Zawód motorniczego w całej Polsce znajduje się w poważnym kryzysie. Wakaty liczone są w setkach. Tymczasem chętnych zbyt wielu nie ma.

Jeżeli  na kursy przygotowane przez samorządy lub pracodawców zgłasza się relatywnie spora liczba osób, to kończy je zaledwie połowa chętnych. Kolejna część chętnych odpada zwykle po kilku tygodniach w pracy. Pozostają ci bardzo zdeterminowani - przyznaje Anna Sudolska, ekspertka rynku pracy. 

To bardzo odpowiedzialna praca, która powinna być dobrze opłacana. Motorniczy zatrudniani są przez jednostki samorządowe, co powoduje, że ich wynagrodzenie nie jest konkurencyjne - dodaje Sudolska.

Eksperci rynku pracy nie mają wątpliwości, że zawód motorniczego oraz kierowcy publicznej komunikacji powinny być bardziej szanowane i lepiej opłacane. Obecnie w wielu miastach w Polsce zarządzający borykają się z gigantycznym problemem braku odpowiedniej ilości motorniczych gotowych do pracy. To przekłada się na odwoływane kursy, a nawet zawieszanie poszczególnych linii tramwajowych.

Szczecin jest najlepszym przykładem. Siatka połączeń musi być radykalnie ograniczona, bo po prostu nie ma komu jeździć tramwajem - mówi Sudolska.

"Odpowiedzialna, stresująca i trudna praca"

Z czego wynikają problemy? Eksperci wskazują dwa czynniki: zbyt niskie wynagrodzenia oraz bardzo trudna i skomplikowana praca.

Jeżeli kurs zaczyna 30 osób, to 15 nie wytrzymuje do końca. Część odpada na etapie nauki praktycznej, inni nie radzą sobie z psychotestami. Jeśli z jednej grupy do pracy przyjmowana jest połowa to uznawane jest to za sukces. Bycie motorniczym to odpowiedzialna, stresująca i trudna praca. Na dodatek pracodawcy nie czują presji ze strony rynku komercyjnego jak np. zajezdnie autobusowe. Nie ma komercyjnych tramwajów, nie ma więc komu konkurować o względy motorniczych na rynku. Bez silnej presji na wzrost wynagrodzeń, samorządy nie czuły się zobligowane do podnoszenia pensji. To spowodowało, że uczyło się coraz mniej motorniczych, a sfrustrowani odchodzili z zawodu - tłumaczy Anna Sudolska.
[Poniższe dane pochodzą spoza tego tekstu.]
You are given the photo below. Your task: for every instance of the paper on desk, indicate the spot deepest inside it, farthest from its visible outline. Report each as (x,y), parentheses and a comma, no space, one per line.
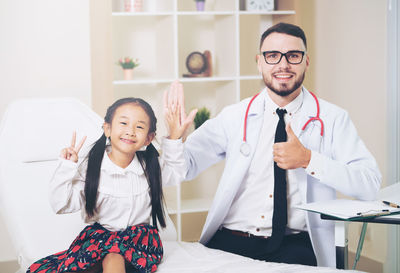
(347,209)
(390,193)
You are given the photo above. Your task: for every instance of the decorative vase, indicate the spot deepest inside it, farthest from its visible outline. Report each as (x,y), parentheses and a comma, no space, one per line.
(200,5)
(133,5)
(128,74)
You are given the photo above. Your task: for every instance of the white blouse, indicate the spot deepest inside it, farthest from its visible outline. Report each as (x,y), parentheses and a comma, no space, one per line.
(123,195)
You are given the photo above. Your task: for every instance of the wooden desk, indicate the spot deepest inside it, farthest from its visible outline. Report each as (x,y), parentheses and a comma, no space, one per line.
(341,235)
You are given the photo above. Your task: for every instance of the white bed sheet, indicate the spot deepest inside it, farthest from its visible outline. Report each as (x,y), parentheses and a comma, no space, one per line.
(183,257)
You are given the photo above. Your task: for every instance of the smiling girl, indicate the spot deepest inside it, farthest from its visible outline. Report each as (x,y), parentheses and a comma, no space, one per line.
(118,189)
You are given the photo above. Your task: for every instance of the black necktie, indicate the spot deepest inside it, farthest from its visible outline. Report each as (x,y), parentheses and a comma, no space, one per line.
(279,218)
Motorniczy nie zarabiają kokosów. Są to kwoty od 4600 złotych brutto do 7000 brutto. Warto jednak dodać, że średnia pensja motorniczego waha się od 5500-6000 złotych brutto. - To nie są satysfakcjonujące pieniądze. Nie za tak ciężką i odpowiedzialną pracę. Motorniczy zaczynają prace, ale rezygnują po kilku tygodniach, gdy okazuje się, że poziom stresu jest nieproporcjonalny do zarabianych pieniędzy - podkreśla ekspertka rynku pracy.
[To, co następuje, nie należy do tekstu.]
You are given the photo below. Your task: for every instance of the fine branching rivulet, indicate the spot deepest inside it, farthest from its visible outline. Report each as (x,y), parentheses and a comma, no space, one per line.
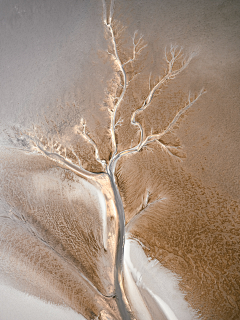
(176,62)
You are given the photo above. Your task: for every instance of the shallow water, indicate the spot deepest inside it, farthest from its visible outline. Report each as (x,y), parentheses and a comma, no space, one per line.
(180,196)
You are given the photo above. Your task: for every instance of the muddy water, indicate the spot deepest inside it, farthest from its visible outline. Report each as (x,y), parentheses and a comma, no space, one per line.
(194,230)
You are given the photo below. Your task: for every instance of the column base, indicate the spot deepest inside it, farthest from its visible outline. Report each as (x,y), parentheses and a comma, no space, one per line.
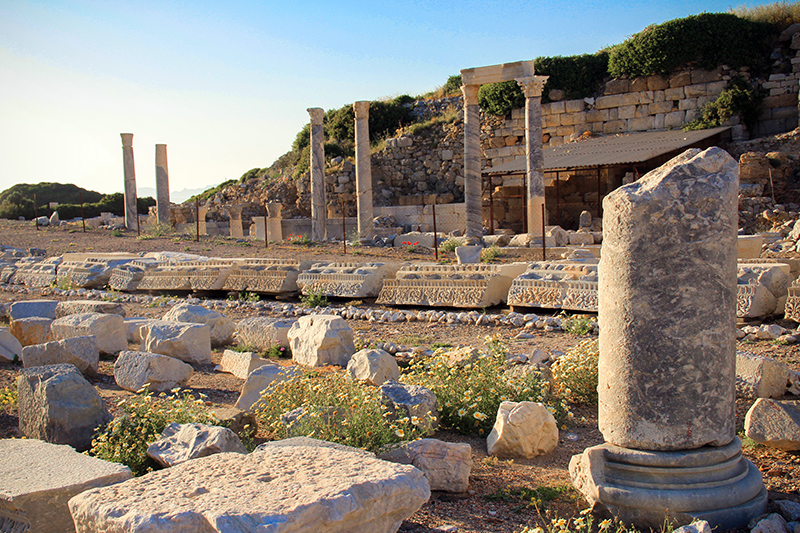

Jak dodają specjaliści, jedynie znaczne podniesienie pensji jest w stanie zachęcić ludzi do tej pracy. W zawodzie kierowcy powstała gigantyczna dziura kadrowa, której nie zasypiemy przez najbliższe lata. Nie ma chętnych do nauki tego zawodu, a status kierowcy czy motorniczego nie jest dla młodych ludzi atrakcyjny. Słyszałam już od wielu kandydatów, że wstawanie o 4 rano, brak regularnych przerw i wieczny stres to nie jest zakres konsekwencji zawodowych, który może wynagrodzić pensja na poziomie 5 tysięcy złotych - podsumowuje Sudolska.